Sarah and I met our first day of preschool, on September 2, 1997. We instantly became best friends when she offered up the Teacher Barbie and allowed me to play with her. From that moment, I knew we would be inseparable. On each field trip we took, Sarah would take the window seat and I would take the aisle. We had our own language and the wildest imaginations ever conceivable for 3-5 year olds.

Elementary School Days:

From 1st grade through 5th grade, there were two teachers with their own classrooms. Sarah and I were separated during classroom hours in 1st, 3rd, and 5th grade, but that never deterred our friendship. We would still enjoy lunch together, and every recess we would sit on the big grey plastic rock in the playground and pretend we were witches (Harry Potter was big in our day).

Middle School Days:

Sarah and I became closer than ever in our 6th to 8th grade years. Every night we were both free, we would hog the phone lines in our homes until our parents got fed up and bought us cell phones with unlimited minutes. We would talk about everything and anything under the sun-- her swim meets, our field hockey practices, my latest crush, and the same guy she had liked for 2 years. Sarah was there for me when my Nonno died and again when my family and I had to put down two of our cats within 3 months. She and I both had friends outside of our relationship. I had 3 other best friends who I was almost as close with but Sarah made me put her first, and they began to drift away. Every time Sarah and I would fight about even the littlest things, I would be the one to apologize even if I wasn’t at fault for her cancelling our Panera date because she wanted to go to the movies with her swim friends. I could feel Sarah weaning away from me. It was not for anything I had done, but almost because she wanted to see what else was out there, as if our friendship wasn’t good enough and she needed something better.

High School Days:

This is where it all fell apart. The four years of high school exposed the inevitable crack that would soon shatter the foundation of our once resilient friendship.
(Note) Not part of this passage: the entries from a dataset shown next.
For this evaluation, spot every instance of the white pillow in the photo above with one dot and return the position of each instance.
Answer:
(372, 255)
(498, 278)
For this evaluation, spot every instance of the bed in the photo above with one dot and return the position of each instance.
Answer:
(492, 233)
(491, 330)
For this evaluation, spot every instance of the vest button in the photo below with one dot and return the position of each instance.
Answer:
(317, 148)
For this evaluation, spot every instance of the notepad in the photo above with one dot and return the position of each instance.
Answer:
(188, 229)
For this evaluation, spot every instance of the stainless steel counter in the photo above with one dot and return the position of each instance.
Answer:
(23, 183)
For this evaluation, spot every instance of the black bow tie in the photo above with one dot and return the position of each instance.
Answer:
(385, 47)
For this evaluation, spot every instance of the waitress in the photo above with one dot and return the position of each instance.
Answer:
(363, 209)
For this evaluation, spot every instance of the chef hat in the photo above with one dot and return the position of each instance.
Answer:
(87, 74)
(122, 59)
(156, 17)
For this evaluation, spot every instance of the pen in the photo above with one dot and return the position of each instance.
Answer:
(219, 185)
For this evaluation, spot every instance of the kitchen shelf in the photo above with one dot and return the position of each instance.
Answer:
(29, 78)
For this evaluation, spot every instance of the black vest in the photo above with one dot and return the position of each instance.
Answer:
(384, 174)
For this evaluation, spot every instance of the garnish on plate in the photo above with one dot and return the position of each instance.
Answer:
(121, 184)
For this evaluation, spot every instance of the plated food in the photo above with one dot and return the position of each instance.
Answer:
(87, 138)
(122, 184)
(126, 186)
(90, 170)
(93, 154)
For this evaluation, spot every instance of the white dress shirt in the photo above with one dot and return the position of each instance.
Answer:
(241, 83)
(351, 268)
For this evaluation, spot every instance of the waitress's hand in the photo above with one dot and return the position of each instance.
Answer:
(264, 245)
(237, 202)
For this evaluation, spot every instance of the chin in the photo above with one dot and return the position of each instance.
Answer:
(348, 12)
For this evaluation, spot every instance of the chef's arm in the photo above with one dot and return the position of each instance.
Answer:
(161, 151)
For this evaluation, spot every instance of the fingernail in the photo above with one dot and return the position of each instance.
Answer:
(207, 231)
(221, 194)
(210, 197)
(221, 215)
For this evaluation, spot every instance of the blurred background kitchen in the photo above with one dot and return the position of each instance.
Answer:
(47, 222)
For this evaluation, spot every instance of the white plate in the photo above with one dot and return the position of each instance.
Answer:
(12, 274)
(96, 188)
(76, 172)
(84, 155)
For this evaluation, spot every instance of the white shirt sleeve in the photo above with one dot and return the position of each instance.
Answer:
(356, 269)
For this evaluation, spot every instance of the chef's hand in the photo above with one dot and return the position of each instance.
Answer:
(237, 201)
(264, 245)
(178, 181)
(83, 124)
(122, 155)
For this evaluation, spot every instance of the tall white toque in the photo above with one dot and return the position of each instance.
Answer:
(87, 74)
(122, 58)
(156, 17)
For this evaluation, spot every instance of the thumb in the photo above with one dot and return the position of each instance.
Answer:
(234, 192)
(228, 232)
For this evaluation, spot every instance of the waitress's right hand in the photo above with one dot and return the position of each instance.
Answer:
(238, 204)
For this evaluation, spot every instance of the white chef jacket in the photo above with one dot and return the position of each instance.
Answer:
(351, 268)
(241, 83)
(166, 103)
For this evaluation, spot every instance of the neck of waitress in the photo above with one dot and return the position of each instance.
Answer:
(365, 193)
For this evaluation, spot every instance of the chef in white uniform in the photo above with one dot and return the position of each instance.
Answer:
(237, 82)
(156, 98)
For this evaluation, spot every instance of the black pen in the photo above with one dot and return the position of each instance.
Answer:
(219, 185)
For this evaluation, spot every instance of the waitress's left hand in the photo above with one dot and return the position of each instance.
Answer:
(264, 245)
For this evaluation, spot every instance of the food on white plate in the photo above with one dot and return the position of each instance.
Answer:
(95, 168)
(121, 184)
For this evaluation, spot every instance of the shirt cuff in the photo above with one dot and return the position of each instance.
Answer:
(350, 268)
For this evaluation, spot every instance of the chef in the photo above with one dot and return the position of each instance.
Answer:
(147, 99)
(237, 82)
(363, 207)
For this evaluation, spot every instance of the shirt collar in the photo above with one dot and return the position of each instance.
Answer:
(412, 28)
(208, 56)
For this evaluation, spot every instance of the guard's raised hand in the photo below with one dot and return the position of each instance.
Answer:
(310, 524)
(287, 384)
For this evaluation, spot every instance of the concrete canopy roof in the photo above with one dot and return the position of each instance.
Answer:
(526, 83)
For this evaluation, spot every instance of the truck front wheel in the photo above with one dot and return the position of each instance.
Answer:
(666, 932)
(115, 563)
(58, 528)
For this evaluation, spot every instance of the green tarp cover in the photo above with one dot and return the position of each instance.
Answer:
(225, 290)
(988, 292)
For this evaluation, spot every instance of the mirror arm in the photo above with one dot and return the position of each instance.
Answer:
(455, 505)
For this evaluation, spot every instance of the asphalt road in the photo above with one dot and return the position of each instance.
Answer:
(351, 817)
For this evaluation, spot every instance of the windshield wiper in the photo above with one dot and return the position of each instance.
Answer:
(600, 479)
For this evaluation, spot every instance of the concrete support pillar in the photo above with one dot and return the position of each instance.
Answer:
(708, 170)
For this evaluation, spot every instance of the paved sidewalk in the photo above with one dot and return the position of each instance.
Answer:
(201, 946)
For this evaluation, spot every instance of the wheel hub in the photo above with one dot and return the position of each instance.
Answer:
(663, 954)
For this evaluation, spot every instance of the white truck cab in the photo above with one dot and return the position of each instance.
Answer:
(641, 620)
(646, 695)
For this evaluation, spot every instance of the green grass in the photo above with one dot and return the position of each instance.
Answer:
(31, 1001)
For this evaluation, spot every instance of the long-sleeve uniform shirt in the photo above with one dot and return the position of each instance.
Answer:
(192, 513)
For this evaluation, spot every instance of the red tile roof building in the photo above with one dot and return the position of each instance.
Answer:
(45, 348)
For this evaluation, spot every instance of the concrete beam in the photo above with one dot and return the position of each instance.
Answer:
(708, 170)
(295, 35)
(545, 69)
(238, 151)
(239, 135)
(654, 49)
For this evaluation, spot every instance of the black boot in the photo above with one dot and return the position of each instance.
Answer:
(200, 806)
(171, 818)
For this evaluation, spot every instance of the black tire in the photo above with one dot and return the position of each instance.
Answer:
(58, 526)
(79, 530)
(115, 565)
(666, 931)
There were 5 homerooms our freshman year and because my last name was in the beginning of the alphabet and hers was in the middle, we were separated. Her locker was at the end of the hallway and mine was in the beginning. I played field hockey and basketball because I was the athlete and she enjoyed singing and acting, so she became the lead in all the school’s plays. We had totally different lives, but still managed to talk every day our freshman year.

By the end of freshman year, I had a boyfriend and she had still never been kissed. Sarah and I began to run in different social circles. I remained with the jocks while she remained in the auditorium, constantly rehearsing for the latest play.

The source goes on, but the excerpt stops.